According to a security analyst, the sensitive information of over 500 million Facebook users has been leaked for free on a popular hacking forum a couple of hours ago.
This has also been viewed as a potential risk to millions of crypto traders and investors who could have been exposed to SIM swapping and other attacks related to identity.
The information was first discovered and shared by the CTO of the security firm Hudson Rock, Alon Gal, who shared it with his followers in a thread of tweets some hours ago.

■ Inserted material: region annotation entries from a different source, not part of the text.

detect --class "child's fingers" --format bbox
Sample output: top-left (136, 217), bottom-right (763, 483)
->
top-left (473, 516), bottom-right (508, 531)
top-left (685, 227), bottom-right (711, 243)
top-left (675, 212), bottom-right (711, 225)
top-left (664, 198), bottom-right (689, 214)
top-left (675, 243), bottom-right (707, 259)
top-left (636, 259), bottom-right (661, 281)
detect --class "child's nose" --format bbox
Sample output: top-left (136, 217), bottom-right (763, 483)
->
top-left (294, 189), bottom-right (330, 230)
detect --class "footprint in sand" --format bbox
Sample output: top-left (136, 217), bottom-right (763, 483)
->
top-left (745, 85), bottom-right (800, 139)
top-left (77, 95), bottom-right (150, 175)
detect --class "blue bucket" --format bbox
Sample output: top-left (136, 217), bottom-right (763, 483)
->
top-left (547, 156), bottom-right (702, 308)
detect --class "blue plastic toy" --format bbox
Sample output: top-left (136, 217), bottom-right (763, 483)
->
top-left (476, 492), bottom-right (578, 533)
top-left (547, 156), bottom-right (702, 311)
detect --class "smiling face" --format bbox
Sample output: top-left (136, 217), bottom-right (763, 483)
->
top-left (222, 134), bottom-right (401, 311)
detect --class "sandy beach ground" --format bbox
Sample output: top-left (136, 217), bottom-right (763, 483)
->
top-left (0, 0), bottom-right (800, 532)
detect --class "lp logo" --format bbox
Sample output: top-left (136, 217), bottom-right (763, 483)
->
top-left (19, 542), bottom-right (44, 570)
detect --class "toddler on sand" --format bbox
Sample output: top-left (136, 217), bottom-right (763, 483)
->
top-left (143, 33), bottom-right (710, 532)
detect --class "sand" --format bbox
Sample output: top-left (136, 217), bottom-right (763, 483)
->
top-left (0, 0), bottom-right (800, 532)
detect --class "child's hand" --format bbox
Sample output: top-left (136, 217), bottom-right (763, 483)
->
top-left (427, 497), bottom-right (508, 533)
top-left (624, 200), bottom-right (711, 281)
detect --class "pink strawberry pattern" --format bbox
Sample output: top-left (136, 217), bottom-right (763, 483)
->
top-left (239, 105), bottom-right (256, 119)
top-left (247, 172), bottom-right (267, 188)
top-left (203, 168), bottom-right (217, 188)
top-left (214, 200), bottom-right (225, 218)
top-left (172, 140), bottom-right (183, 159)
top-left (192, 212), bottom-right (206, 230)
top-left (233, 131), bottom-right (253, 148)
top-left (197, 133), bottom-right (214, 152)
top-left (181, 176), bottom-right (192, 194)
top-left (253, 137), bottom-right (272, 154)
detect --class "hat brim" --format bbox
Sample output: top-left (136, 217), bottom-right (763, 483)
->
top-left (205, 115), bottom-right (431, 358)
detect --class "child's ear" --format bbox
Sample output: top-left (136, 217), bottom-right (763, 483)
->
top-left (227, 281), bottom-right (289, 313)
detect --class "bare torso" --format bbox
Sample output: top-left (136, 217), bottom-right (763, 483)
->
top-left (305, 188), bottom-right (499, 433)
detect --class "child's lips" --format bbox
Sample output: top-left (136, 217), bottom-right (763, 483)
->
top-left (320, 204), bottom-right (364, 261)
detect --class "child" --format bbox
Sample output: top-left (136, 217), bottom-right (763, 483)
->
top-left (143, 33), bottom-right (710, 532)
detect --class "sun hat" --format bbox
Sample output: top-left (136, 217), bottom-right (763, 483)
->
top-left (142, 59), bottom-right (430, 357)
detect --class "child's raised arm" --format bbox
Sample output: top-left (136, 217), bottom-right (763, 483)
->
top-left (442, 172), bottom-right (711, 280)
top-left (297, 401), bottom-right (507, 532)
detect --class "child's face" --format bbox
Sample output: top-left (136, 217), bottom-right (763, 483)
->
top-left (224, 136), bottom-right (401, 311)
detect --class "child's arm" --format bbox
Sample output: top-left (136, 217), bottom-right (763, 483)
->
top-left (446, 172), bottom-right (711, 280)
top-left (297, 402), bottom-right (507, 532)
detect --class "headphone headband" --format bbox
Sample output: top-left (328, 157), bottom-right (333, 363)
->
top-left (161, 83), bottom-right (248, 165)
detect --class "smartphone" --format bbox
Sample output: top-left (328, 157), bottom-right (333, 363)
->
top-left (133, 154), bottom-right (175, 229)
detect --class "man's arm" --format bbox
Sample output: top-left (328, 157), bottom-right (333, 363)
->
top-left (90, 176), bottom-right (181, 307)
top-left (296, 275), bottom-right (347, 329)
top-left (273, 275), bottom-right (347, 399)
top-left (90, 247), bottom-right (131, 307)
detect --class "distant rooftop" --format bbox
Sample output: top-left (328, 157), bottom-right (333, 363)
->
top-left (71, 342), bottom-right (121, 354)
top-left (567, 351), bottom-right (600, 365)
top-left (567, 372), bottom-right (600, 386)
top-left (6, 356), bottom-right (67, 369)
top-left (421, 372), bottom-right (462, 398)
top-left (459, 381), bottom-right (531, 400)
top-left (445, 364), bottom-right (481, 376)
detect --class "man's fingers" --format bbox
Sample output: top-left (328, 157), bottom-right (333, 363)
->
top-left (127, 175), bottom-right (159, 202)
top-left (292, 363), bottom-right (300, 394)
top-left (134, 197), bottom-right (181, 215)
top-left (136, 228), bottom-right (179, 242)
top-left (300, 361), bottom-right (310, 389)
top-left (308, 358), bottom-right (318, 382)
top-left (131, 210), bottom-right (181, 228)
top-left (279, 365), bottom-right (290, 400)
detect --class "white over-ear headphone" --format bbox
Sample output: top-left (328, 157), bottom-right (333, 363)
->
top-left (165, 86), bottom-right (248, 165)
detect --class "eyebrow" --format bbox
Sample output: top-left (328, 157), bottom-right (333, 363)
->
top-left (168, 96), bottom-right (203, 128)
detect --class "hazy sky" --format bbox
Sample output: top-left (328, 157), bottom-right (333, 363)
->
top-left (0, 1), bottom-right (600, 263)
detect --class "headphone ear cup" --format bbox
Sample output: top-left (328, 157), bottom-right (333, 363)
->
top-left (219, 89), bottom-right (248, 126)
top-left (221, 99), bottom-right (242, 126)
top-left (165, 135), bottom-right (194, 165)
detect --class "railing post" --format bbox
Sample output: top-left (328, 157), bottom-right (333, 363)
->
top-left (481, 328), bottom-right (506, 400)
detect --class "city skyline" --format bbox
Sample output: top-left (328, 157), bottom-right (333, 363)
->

Alon Gal tweeted, “All 533,000,000 Facebook records were just leaked for free. This means that if you have a Facebook account, it is extremely likely the phone number used for the account was leaked. I have yet to see Facebook acknowledging this absolute negligence of your data.”
All 533,000,000 Facebook records were just leaked for free.
This means that if you have a Facebook account, it is extremely likely the phone number used for the account was leaked.
— Alon Gal (Under the Breach) (@UnderTheBreach) April 3, 2021
Going by Gal’s account, the leak is related to a security vulnerability first discovered in 2019. In January 2021. It was revealed that hackers were able to use the information to access user’s phone numbers.
Regarding the recent security breach, Gal stated that the details of Facebook users leaked to the public for free include:
“Phone number, Facebook ID, Full name, Location, Past Location, Birthdate, (Sometimes) Email Address, Account Creation Date, Relationship Status, Bio. Bad actors will certainly use the information for social engineering, scamming, hacking and marketing,” Alon Gal added.
Gal also added that the information could now enable hackers and scammers to deploy a variety of social manipulation exploits and other nefarioustactics:
“Bad actors will certainly use the information for social engineering, scamming, hacking and marketing.”
Cryptocurrency users are at particular risk of such attacks. Earlier this year, a victim of a sim-swapping attack sued mobile phone company T-Mobile for $450,000, and in 2018 Kaspersky Labs found that hackers were able to steal 21,000 ETH, currently worth over $43 million, in social engineering attacks over a 12-month period.